Regardless as to whether Gnome "does well" in the regard of performance, you must admit that for some of us choosing a competitor like wlroots over one like Gnome introduces a whole new adventure in replacing all the features of Gnome with standalone applications to use with wlroots. Plus a tiling window manager is a totally different workflow.
Not everyone has the time for curating a desktop environment with individual utilities, and not everyone likes tiling WMs. i3 gave me an RSI.
It's not a particularly arduous "adventure". We maintain a list[0] of programs which use these protocols. And wlroots != tiling window manager: there are multiple wlroots-based compositors which do not use the tiling paradigm, the most developed of which is probably Wayfire[1].
Apologies; I misunderstood one of your links and thought sway had been renamed to wlroots.
To be clear the "adventure" I'm talking about is for replacing desktop environment niceties like the ones provided by gsettingsd and the tight integration provided between devices and the system management tools offered in full desktop blown environments like Gnome and KDE. I used i3 for six or seven years and it was never as nicely integrated as Gnome and I spent a LOT of time yak shaving to get it nice and keep it that way. Eventually I gave up. Gnome is really nice these days.

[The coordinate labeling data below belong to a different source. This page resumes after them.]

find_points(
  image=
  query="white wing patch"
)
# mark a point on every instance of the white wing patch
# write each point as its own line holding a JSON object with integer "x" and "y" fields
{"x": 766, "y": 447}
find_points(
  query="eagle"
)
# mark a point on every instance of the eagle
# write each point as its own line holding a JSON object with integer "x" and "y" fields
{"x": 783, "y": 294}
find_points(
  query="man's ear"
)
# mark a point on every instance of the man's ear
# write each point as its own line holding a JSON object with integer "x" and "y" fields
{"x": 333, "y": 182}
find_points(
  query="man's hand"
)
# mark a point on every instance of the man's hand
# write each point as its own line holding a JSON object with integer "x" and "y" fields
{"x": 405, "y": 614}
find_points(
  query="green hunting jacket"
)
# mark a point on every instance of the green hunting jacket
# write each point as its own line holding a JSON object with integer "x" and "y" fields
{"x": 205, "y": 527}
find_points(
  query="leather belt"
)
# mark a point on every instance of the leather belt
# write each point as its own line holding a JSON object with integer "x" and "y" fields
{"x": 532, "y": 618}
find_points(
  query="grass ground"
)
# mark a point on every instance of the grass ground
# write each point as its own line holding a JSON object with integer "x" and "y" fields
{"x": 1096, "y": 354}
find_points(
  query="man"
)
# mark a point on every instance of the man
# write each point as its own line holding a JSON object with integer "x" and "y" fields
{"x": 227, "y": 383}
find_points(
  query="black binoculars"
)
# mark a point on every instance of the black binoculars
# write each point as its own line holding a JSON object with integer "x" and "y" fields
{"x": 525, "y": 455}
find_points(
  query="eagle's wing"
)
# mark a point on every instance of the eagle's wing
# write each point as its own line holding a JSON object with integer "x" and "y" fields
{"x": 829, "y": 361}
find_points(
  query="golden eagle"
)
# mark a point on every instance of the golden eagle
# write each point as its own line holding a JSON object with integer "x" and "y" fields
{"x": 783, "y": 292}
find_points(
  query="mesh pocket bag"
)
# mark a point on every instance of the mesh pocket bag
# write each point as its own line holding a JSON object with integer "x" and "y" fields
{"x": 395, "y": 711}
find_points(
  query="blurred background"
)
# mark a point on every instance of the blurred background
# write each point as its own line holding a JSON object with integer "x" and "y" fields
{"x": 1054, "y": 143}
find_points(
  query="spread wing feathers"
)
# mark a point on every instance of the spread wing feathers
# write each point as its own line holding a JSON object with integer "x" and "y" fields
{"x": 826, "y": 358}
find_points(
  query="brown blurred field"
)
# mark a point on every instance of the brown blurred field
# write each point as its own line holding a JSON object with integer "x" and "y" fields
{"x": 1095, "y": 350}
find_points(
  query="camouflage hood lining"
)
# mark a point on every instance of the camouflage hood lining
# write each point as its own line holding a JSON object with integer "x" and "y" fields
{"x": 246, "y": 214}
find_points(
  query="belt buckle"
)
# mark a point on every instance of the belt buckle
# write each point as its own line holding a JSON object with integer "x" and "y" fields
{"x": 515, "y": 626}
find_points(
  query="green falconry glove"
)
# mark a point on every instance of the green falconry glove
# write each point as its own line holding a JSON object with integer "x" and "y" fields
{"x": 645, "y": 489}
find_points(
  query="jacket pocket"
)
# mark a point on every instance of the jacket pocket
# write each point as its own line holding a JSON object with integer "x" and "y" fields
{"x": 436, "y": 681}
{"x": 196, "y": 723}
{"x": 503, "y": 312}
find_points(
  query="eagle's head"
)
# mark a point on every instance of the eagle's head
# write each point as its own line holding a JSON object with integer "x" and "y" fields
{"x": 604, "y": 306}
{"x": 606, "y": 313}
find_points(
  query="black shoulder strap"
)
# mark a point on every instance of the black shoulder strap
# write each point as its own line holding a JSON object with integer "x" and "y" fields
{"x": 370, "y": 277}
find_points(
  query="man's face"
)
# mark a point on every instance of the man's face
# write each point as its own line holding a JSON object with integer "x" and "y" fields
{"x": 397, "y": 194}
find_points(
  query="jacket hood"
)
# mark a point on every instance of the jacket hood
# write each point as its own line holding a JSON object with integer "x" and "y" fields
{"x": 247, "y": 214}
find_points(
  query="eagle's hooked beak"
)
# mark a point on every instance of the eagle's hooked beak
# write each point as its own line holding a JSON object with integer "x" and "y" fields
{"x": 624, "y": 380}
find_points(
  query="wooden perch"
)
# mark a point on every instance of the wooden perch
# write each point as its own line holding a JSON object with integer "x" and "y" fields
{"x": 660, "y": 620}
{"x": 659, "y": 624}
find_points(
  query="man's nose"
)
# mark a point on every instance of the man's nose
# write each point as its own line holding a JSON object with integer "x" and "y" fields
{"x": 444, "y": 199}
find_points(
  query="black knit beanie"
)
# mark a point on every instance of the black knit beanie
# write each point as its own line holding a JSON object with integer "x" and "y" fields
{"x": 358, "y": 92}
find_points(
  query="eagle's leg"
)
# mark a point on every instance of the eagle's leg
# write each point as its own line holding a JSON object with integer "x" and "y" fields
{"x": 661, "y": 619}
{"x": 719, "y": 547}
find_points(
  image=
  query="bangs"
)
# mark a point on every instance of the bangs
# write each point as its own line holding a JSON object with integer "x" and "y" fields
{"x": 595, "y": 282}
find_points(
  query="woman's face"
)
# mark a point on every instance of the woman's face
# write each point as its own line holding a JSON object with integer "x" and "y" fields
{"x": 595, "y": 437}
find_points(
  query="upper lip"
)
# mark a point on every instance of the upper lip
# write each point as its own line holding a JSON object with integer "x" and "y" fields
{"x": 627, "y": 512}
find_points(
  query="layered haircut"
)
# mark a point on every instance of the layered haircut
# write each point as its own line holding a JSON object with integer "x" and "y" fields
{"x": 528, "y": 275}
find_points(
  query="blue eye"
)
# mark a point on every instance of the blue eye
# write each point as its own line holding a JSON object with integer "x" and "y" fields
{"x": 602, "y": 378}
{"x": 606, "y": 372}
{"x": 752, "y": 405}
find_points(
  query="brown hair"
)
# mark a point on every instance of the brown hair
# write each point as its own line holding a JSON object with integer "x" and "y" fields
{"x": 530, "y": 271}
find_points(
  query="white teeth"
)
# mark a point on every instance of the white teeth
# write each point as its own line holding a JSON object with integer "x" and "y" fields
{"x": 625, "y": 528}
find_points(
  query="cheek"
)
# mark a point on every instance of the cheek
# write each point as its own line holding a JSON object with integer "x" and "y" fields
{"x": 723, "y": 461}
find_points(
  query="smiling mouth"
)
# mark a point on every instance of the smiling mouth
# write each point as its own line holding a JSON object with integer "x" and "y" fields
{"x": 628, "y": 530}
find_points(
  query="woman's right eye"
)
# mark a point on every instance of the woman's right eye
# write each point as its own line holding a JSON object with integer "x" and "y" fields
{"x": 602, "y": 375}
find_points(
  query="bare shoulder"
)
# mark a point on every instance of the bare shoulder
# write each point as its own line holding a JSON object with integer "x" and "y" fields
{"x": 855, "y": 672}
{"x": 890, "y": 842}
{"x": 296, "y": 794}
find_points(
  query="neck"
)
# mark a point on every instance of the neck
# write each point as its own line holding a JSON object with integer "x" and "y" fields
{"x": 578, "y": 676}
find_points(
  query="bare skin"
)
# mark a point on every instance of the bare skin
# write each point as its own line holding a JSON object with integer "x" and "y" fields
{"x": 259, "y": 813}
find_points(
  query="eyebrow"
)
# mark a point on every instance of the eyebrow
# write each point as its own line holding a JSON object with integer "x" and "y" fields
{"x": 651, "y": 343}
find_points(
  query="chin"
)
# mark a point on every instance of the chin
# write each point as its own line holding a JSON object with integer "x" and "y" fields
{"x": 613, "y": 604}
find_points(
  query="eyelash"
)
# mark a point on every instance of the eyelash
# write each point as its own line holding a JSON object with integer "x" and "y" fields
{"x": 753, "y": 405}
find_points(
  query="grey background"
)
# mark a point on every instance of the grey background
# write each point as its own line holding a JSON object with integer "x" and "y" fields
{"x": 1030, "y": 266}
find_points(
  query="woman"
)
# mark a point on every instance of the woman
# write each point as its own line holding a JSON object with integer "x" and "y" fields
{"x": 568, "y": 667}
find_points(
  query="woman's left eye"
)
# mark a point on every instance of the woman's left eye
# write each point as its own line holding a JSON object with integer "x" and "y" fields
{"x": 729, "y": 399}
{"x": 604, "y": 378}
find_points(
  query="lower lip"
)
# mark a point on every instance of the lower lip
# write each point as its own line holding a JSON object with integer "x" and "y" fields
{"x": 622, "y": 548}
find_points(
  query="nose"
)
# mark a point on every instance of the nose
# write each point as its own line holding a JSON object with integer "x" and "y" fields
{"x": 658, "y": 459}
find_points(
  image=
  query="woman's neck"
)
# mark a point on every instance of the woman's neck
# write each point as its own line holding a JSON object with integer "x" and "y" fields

But maybe I missed the point of your original comment.
Gnome hasn't provided a good desktop experience since 2011. By the time they figure out how to stop sucking insofar as Wayland performance they will surely have discerned new ways to err.
There are other environments that have worked well for a decade and will work well for the next decade.
Not everyone has the time for curating a desktop environment with individual utilities, and not everyone likes tiling WMs. i3 gave me an RSI.